Otros expertos que apoyan la historia oficial afirman
que el impacto de los aviones, no el calor, debilitó
todo el sistema estructural de las torres, pero los
críticos sostienen que las vigas en los pisos 94-98 no
parecían estar severamente debilitadas, menos todavía
todo el sistema estructural.
El
asunto fue aún más complicado por la ausencia de
evidencia concreta para corroborar enteramente una u
otra teoría ya que FEMA sacó rápidamente la estructura
de acero antes de que pudiera ser analizada. Incluso a
pesar de que el código penal requiere que la evidencia
de la escena de un crimen sea guardada para el
análisis forense, FEMA la destruyó o la embarcó al
extranjero antes de que pudiera tener lugar una
investigación seria.
Y
se proyectan aún más dudas sobre el motivo por el cual
FEMA actuó tan rápido, ya que por coincidencia habían
llegado funcionarios el día antes de los ataques del
11-S al Muelle 29 de Nueva York para realizar un
ejercicio de juegos de guerra, llamado "Trípode II".
Aparte de la rápida extracción de los escombros por
FEMA, las autoridades consideraron que el acero era
bastante valioso ya que funcionarios de la ciudad de
Nueva York aseguraron que cada camión con escombros
fuera rastreado por GPS e incluso despidieron a un
camionero que se detuvo sin permiso para almorzar.
En
un análisis detallado, que acaba de ser publicado, y
que apoya la teoría de la demolición controlada,
Reynolds presenta un caso convincente.
"Primero, ningún rascacielos con armazón de acero, ni
siquiera si está envuelto en llamas durante horas y
horas, jamás se había derrumbado anteriormente. De
repente ocurren tres sorprendentes derrumbes en unas
pocas manzanas urbanas durante un solo día, dos de
ellos supuestamente alcanzados por aviones, el tercero
no", dijo Reynolds. "Estos extraordinarios derrumbes,
después de incendios menores de poca duración, hacían
que habría sido tanto más importante que se hubiera
preservado la evidencia, en su mayor parte vigas de
acero, para estudiar lo que había ocurrido.

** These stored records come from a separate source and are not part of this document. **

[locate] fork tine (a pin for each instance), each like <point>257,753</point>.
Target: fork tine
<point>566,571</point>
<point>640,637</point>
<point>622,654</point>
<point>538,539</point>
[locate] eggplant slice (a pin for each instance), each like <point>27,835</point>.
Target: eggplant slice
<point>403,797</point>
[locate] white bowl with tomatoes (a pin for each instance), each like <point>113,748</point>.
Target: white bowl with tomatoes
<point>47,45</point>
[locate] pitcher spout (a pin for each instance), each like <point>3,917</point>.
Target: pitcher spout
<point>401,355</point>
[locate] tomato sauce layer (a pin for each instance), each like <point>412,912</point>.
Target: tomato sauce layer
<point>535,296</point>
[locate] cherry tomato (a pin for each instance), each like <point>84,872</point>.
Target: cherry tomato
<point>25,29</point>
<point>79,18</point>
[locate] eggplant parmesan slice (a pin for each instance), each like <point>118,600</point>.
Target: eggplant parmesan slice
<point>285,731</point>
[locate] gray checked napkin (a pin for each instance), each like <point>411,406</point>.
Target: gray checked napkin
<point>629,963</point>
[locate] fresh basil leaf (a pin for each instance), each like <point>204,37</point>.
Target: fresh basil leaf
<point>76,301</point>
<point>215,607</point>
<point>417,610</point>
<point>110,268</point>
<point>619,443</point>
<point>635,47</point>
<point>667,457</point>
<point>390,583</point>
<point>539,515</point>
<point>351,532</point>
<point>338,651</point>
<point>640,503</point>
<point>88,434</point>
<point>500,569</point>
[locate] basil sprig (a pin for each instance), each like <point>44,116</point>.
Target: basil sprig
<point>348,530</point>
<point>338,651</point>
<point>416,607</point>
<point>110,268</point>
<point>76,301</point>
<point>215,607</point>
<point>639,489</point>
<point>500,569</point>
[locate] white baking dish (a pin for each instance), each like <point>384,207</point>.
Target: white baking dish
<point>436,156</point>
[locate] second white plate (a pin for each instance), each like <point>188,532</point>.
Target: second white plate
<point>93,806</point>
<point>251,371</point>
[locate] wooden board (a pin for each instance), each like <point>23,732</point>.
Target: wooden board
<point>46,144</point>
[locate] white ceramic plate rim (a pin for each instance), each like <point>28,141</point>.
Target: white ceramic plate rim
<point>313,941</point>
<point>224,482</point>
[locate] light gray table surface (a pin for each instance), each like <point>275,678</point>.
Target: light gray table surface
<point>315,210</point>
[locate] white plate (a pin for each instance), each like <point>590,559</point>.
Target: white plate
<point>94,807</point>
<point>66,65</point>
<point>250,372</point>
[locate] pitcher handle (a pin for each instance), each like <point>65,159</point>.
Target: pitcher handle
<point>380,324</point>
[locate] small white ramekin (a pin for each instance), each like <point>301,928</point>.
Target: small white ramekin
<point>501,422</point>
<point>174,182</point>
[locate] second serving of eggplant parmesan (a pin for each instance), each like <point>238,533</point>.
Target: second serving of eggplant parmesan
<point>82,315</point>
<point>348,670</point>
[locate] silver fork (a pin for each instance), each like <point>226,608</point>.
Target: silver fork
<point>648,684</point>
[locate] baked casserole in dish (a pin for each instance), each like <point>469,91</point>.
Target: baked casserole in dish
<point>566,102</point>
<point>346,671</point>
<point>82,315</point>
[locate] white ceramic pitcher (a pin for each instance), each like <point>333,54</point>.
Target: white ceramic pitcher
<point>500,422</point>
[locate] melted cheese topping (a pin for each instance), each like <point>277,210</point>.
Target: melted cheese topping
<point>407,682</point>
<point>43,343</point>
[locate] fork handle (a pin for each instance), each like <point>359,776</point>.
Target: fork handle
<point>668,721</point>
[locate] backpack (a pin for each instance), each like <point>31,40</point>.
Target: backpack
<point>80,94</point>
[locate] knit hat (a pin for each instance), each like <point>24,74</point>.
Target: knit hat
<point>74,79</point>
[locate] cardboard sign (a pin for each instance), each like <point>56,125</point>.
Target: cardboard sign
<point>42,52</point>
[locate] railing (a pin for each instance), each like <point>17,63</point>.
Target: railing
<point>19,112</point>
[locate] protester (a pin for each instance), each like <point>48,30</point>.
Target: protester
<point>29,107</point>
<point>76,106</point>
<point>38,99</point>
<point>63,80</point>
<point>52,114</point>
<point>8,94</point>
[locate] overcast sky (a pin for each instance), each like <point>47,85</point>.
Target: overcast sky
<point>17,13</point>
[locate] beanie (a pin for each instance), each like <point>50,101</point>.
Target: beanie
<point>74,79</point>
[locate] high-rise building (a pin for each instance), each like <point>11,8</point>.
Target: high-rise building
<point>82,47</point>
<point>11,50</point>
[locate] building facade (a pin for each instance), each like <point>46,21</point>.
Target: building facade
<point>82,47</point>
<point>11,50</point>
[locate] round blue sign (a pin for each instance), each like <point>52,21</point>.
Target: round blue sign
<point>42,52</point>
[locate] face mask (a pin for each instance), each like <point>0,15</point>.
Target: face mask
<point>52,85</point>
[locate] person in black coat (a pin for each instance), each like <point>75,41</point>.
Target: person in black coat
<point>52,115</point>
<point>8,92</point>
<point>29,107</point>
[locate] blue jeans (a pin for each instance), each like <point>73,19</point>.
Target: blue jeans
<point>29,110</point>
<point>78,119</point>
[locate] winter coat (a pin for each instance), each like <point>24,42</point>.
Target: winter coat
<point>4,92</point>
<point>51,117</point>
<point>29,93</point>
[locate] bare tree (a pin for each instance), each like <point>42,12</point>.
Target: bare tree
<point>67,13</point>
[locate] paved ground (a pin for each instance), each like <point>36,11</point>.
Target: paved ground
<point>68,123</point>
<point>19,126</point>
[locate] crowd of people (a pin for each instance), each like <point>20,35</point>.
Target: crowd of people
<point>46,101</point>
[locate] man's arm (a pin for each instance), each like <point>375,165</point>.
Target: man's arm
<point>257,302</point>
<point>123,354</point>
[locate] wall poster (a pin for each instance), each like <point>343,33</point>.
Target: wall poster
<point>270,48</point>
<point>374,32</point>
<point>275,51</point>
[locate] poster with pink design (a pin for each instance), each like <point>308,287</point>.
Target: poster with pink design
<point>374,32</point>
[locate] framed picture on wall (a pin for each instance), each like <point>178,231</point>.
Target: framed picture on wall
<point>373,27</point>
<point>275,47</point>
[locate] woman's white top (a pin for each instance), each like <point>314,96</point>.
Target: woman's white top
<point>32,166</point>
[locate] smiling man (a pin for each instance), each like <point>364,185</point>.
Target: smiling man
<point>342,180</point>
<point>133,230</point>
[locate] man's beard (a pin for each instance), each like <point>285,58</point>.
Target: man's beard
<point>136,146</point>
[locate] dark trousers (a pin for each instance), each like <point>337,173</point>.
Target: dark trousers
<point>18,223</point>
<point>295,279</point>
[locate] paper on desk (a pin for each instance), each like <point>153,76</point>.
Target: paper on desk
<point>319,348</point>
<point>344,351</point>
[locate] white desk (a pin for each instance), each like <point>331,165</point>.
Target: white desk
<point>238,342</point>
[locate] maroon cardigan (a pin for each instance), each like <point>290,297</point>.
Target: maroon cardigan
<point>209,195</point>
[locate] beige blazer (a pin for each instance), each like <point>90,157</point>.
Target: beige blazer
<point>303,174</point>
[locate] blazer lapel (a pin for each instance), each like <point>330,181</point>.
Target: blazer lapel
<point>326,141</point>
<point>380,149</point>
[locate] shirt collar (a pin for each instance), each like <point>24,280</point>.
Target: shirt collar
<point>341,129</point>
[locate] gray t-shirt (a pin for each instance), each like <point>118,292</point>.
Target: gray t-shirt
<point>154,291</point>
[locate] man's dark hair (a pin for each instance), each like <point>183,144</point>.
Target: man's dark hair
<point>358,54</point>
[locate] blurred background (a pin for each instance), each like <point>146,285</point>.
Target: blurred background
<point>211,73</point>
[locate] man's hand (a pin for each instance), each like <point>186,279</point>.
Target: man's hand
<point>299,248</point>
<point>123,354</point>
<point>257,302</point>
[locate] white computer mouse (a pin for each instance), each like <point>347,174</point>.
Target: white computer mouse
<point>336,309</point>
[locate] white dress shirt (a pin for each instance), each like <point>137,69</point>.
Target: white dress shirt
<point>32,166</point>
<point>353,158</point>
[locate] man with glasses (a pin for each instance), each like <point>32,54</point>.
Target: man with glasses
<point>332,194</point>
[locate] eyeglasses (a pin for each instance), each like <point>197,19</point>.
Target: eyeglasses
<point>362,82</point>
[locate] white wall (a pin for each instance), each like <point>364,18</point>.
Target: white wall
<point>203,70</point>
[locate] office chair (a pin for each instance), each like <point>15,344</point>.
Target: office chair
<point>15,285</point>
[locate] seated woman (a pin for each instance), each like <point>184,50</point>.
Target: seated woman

"Respecto a la intensidad del fuego, consideremos el
siguiente parámetro: Un informe de FEMA de 1991 sobre
el incendio del Meridian Plaza de Filadelfia dijo que
el fuego fue tan intenso que ‘las vigas y las vigas
maestras se combaron y se retorcieron, pero a pesar de
esta extraordinaria exposición, las columnas
continuaron apoyando su carga sin sufrir un daño
obvio’. Un fuego tan intenso con vigas de acero que se
combaron y retorcieron como resultado, no tiene ningún
parecido con lo que se observó en el WTC."
Después de considerar ambos lados del debate sobre el
11-S y después de revisar exhaustivamente todo el
material disponible, Reynolds concluye que la historia
del gobierno sobre los cuatro accidentes aéreos del
11-S sigue siendo sospechosa.
"En realidad, el gobierno no ha presentado restos de
importancia de ninguno de los cuatro presuntos aviones
de ese aciago día. La conocida foto del lugar de la
caída del Vuelo 93 en Pensilvania no muestra el
fuselaje, ni un motor, ni nada que pueda ser
reconocido como un avión, sólo un agujero humeante en
el suelo", dijo Reynolds. "Se informó que no se
permitió que los fotógrafos se acercaran al agujero.
Ni el FBI ni
la Junta Nacional de Seguridad del Transporte (NTSB,
por sus siglas en inglés) han investigado o producido
algún informe sobre los presuntos accidentes aéreos."